No guesswork and no need for the lead provider to tell you that you’re are doing a good job. You can tell by the numbers.

Used-Vehicle Lead Sources

Unfortunately, it is not as easy to determine whether your used-vehicle lead sources are providing a good return on investment. Used-vehicle Internet shoppers provide a different buying dynamic than new-vehicle shoppers.

Most times their quest is simple. They have seen the vehicle online, considered the price, considered the options and they want to know if the vehicle is still available. The quickest way to accomplish this is a phone call. So the customer calls the store, talks to the salesperson and finds out the status. If an appointment is scheduled then the dealer can track the call, but if there is no appointment then sometimes the call is not tracked.
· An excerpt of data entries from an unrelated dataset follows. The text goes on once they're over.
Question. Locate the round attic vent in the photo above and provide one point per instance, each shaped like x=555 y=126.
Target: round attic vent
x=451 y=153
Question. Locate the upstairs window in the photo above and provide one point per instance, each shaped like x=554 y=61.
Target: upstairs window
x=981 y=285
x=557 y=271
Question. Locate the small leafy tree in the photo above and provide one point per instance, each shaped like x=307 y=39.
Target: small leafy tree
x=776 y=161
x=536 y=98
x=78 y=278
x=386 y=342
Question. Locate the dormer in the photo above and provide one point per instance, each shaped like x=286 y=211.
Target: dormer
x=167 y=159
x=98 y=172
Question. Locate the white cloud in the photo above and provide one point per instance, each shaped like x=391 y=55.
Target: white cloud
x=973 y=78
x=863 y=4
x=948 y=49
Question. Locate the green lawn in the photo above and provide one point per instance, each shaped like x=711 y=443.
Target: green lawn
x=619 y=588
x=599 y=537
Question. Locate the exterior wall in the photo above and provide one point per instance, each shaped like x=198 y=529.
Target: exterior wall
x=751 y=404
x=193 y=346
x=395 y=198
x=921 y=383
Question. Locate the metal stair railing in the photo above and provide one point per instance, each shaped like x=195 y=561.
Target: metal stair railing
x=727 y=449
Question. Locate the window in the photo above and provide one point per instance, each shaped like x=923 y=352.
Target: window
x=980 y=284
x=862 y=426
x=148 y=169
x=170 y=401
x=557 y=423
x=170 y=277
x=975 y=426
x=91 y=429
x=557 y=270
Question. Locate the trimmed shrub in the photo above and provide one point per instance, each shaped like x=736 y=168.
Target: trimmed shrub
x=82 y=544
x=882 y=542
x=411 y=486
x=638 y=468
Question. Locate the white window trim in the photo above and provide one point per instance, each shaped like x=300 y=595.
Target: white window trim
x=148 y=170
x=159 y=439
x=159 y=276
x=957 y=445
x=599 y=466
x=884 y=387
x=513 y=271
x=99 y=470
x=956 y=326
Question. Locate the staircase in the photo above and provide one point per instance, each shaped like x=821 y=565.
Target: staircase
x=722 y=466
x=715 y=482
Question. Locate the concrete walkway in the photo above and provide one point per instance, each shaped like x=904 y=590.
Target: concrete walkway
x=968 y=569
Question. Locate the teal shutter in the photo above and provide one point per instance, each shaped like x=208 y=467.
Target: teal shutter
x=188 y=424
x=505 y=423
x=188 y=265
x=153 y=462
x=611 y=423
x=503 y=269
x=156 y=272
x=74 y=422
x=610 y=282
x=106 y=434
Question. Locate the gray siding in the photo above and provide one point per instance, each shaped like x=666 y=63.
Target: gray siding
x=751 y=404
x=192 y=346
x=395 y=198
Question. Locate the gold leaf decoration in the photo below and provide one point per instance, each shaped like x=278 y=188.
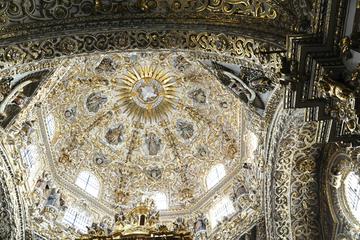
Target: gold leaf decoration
x=147 y=93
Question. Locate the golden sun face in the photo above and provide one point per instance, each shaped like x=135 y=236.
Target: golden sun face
x=148 y=93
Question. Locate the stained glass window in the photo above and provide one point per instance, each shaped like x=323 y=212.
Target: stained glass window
x=89 y=183
x=215 y=174
x=77 y=219
x=223 y=208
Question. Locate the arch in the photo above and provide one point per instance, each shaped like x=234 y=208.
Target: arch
x=214 y=176
x=292 y=190
x=30 y=157
x=12 y=212
x=88 y=182
x=220 y=210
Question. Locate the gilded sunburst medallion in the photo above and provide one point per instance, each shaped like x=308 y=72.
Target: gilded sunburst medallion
x=148 y=93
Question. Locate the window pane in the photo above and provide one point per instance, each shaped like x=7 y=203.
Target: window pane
x=50 y=125
x=222 y=209
x=77 y=219
x=88 y=183
x=215 y=174
x=352 y=192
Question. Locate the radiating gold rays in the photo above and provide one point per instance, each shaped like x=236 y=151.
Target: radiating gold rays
x=147 y=93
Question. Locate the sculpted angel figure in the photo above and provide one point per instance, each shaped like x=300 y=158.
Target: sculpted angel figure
x=115 y=136
x=153 y=143
x=237 y=84
x=95 y=101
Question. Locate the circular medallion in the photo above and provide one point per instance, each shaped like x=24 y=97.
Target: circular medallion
x=148 y=93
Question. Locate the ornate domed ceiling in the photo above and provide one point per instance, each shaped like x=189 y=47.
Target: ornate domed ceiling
x=144 y=122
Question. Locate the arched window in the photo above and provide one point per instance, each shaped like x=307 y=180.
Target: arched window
x=220 y=210
x=29 y=155
x=352 y=193
x=215 y=174
x=77 y=219
x=89 y=183
x=253 y=142
x=160 y=200
x=50 y=125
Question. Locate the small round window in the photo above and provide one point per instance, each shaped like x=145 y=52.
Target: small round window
x=352 y=194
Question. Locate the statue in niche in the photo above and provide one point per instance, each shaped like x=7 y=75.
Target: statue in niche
x=198 y=96
x=53 y=198
x=200 y=227
x=240 y=85
x=185 y=129
x=231 y=149
x=154 y=173
x=153 y=144
x=106 y=65
x=95 y=101
x=70 y=113
x=114 y=136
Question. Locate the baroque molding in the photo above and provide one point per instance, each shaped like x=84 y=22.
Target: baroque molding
x=231 y=45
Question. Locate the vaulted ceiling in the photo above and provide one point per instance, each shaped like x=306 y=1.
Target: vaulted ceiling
x=149 y=96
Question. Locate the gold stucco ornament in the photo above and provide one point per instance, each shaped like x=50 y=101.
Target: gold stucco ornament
x=148 y=93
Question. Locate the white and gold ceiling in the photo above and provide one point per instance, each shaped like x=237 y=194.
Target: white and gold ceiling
x=143 y=123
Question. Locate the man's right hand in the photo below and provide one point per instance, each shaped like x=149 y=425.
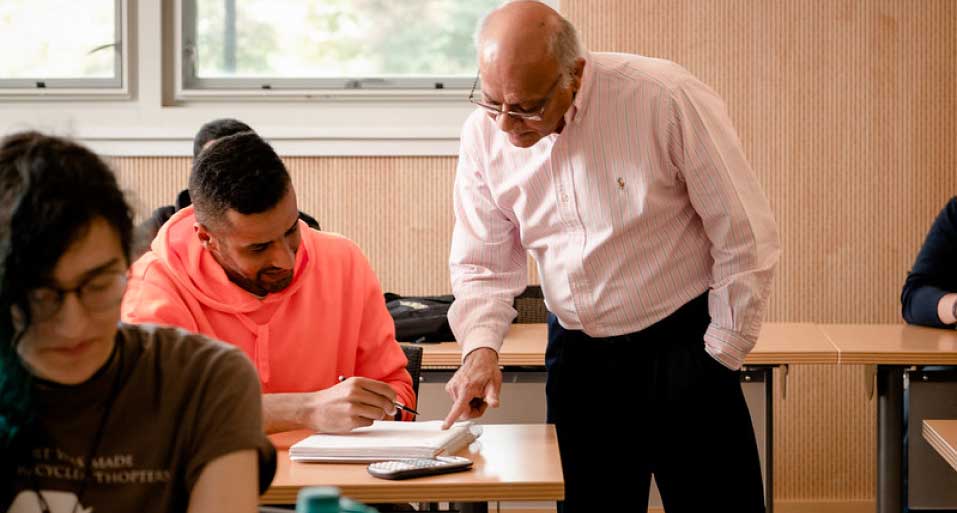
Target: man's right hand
x=474 y=387
x=353 y=403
Did the used-vehicle online advertising source generate a call? Yes. Was that valuable? Yes. But what’s the value of the call? That depends on your point of view. Unless you use a tracking tool to measure the call volume and pull out duplicate calls from the same number, you’re just guessing.

A few years ago, advertising used vehicles online was a no-brainer because the cost was so low. Then, it was not as important to have call tracking in place. However, today, tracking is very important with dealerships spending more than $5,000 a month to list their vehicles on a couple of used-vehicle sites.

Sure, the provider can give you a score sheet that demonstrates the call and lead volume generated on your listing. But do you really want the provider to score its performance? Shouldn’t you be the one scoring it? You will not capture all the information to determine the value of the source, but with the ability to measure lead volume electronically and to measure phone calls you’ll get an accurate picture.

It boils down to cost per vehicle sold. If you spend $5,000 to market your used vehicles online and you sell 10 used vehicles, then your cost is $500 per vehicle sold. And that is way too high.

A better figure is spending $5000 and selling 20 used vehicles making your cost per vehicle sold $250.

Whatever way you measure whether your lead sources are performing, understand it is an inexact science. Sometimes a new prospect will buy a used vehicle, and a used prospect will buy a new vehicle. So measure the best you can, look through your own lens and decide for yourself whether your return is good.